Comcast (s CMCSA) is working diligently to ensure that the deal to merge its cable networks with the assets of NBC Universal (s GE) gets regulatory approval, but one concession could have the cable provider introducing low-income families to more web-based content.
In the Comcast 12-23-10 Ex Parte released before the holidays, Comcast detailed multiple concessions it discussed with the FCC aimed at convincing the commission that the deal would be in the public interest. The broader concessions are aimed at easing concerns about hyperlocalism, broadband deployment and adoption and public broadcasting and spectrum, but one particular concession — centered around making broadband available for $9.95 a month to low-income households — could open the door for more users to watch web video instead of TV.
The $10-a-month broadband plan, which it calls the Comcast Broadband Opportunity Program (CBOP), targets poor households in its footprint. To be eligible for the CBOP, households must have at least one child that qualifies for the National School Lunch Program (NSLP), which gives free lunches to students whose households have annual incomes of less than 130 percent of the poverty level. In addition to cheap broadband access, the program is also designed to provide subsidized computers to qualifying households and to educate them about using that equipment and Internet access.
While the CBOP might go a long way toward extending broadband access to low-income households, the thinking behind the proposal isn’t entirely new: The National Cable and Telecommunications Association (NCTA) proposed a broadband adoption plan for low-income families in late 2009 that also linked aid and heavy discounts to the NSLP.
Cable providers are having a tough time retaining their poorest customers, particularly as the economy has sputtered along over recent years. At the same time that many in the United States have been battling hard times, cable bills have increased an average of 5 to 10 percent a year. That’s one reason Time Warner Cable (s TWC) recently announced its TV Essentials package: a lower-priced subscription plan aimed at low-income households.
For households choosing between cable TV and broadband, most have sided with the former. Comcast notes in its filing that for households with incomes below $20,000, only 40 percent sign up for broadband services. Comcast says more than a quarter of those households qualify for the proposed CBOP program under the National School Lunch Program rules.
But the possibility of a $10 broadband option also creates the opportunity for Comcast to introduce households in its broadband footprint to cheaper online video offerings. The ad-supported version of Hulu, for instance, carries much of the same scripted content that is available on broadcast networks, but is available for free. If subscribers want a wider amount of content, they can also pay for services like Netflix, (s NFLX) which come much more cheaply than traditional pay TV packages.

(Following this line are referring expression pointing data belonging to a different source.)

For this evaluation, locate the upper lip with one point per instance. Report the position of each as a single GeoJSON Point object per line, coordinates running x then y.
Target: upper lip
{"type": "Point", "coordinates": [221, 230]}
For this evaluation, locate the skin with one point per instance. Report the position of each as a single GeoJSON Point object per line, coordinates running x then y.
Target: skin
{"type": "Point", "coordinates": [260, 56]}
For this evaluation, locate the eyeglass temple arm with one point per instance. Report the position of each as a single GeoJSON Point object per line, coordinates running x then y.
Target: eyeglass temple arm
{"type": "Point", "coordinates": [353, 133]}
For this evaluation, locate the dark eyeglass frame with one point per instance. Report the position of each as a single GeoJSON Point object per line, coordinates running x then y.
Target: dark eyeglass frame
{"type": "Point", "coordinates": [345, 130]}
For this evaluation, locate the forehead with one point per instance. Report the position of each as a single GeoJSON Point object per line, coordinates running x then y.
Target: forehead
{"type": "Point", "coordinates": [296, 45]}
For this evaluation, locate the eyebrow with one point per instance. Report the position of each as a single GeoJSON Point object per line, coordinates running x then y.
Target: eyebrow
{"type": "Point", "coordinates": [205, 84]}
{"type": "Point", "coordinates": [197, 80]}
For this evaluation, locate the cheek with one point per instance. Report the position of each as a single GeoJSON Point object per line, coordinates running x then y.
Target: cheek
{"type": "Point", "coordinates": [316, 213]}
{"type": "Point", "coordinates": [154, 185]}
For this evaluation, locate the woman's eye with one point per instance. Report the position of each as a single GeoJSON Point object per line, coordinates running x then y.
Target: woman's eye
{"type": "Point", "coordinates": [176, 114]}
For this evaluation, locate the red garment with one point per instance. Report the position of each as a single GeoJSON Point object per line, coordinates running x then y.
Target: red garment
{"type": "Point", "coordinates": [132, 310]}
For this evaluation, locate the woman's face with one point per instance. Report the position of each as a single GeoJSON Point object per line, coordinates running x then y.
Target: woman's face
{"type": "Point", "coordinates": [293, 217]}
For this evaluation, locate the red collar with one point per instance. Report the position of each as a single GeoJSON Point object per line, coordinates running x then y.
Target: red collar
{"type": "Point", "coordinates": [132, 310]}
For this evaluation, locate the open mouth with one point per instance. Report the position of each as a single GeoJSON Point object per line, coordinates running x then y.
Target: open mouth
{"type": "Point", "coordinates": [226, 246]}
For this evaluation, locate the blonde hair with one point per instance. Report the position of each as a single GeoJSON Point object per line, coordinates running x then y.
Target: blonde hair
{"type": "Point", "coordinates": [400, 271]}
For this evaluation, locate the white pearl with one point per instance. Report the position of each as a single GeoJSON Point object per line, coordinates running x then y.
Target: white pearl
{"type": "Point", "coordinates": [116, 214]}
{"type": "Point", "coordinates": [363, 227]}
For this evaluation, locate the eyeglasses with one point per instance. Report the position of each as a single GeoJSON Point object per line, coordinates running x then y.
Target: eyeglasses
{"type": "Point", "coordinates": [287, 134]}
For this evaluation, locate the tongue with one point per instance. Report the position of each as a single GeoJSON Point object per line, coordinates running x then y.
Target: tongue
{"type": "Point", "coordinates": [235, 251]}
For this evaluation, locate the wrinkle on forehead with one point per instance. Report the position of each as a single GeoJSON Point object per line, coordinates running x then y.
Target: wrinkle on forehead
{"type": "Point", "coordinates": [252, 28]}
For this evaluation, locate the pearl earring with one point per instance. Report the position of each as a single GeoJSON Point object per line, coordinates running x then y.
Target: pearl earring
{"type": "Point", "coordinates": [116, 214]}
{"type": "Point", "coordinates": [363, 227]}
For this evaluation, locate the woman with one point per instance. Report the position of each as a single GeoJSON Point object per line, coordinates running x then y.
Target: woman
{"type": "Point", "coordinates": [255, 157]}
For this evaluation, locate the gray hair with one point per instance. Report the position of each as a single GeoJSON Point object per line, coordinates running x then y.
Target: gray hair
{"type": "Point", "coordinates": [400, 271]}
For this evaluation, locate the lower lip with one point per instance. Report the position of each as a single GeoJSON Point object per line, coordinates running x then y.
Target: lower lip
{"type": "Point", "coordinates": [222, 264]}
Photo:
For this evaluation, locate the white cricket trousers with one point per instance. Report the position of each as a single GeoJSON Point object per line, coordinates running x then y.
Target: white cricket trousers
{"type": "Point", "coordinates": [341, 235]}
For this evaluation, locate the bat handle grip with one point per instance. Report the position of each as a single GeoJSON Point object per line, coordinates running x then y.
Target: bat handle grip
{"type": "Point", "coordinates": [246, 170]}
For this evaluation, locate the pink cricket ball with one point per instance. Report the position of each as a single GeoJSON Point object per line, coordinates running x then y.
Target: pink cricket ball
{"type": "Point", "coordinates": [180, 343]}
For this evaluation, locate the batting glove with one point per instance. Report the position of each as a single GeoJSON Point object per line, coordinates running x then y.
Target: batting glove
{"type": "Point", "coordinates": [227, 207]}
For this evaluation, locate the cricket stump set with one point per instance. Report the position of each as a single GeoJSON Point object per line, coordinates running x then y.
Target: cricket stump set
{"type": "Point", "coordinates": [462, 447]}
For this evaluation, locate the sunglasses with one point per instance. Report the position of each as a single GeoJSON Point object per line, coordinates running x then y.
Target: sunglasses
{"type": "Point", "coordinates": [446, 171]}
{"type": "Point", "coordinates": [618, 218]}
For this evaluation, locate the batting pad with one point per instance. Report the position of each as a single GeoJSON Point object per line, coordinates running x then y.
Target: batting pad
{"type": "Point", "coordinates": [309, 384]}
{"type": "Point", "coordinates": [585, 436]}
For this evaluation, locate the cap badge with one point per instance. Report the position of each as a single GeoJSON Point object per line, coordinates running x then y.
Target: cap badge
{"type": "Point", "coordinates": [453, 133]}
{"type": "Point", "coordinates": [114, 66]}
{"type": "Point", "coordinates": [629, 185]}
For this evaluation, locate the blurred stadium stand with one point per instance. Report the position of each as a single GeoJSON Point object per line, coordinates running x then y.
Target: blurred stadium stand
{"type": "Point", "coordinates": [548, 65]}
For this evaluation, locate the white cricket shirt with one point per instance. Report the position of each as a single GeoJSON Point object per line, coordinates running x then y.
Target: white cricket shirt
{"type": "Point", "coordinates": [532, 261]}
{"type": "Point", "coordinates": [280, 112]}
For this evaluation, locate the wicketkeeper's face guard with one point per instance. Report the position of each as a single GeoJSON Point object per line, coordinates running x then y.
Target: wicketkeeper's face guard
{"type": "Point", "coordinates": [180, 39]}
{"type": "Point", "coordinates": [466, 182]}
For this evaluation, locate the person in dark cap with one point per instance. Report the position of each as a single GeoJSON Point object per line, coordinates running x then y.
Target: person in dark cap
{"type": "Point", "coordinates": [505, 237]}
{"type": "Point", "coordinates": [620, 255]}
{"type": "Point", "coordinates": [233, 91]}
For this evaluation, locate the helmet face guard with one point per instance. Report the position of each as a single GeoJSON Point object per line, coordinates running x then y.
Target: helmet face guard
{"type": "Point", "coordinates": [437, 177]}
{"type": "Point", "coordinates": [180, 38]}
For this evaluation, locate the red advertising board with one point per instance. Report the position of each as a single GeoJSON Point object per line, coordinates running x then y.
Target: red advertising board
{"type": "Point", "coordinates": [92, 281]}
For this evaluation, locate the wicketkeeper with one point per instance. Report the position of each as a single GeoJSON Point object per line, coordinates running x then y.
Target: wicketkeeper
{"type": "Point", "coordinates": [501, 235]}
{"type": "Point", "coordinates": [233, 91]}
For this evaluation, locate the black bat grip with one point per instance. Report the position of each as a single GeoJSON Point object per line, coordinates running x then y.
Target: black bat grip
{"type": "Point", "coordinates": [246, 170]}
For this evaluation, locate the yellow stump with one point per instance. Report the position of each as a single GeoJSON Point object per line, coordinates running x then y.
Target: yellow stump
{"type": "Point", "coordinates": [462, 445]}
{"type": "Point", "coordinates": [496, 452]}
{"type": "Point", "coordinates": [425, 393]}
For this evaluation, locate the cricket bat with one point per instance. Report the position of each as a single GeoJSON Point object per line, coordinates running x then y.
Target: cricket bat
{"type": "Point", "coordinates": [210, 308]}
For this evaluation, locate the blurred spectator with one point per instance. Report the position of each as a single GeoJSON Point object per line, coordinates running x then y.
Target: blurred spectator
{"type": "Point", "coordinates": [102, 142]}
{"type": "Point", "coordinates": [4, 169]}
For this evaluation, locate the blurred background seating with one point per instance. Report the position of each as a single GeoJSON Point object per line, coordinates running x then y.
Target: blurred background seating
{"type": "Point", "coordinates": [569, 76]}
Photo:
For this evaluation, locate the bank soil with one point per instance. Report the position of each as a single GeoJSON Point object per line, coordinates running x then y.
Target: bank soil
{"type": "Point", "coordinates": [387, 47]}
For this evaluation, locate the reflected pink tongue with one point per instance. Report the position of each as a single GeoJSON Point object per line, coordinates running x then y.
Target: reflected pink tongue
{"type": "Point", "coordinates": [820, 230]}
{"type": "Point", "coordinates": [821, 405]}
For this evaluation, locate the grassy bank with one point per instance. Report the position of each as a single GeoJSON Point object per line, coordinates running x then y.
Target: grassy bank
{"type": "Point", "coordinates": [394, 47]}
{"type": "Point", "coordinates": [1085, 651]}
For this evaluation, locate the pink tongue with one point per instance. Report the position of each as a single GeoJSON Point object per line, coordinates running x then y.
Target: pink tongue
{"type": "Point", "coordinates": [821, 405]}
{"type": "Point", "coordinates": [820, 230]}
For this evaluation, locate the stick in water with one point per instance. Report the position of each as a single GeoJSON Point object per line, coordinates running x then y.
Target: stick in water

That’s not to say that a change in consumer behavior is guaranteed; after all, the low-income families that would qualify for the program are also least likely to be computer- or Internet-literate, which means that they might not be aware of broadband programming options. They are also less likely to have equipment necessary to watch online video options on the living room TV. But by making these options more widely available to the demographic least likely to have access to them currently, Comcast could also be undermining its more traditional pay TV offerings.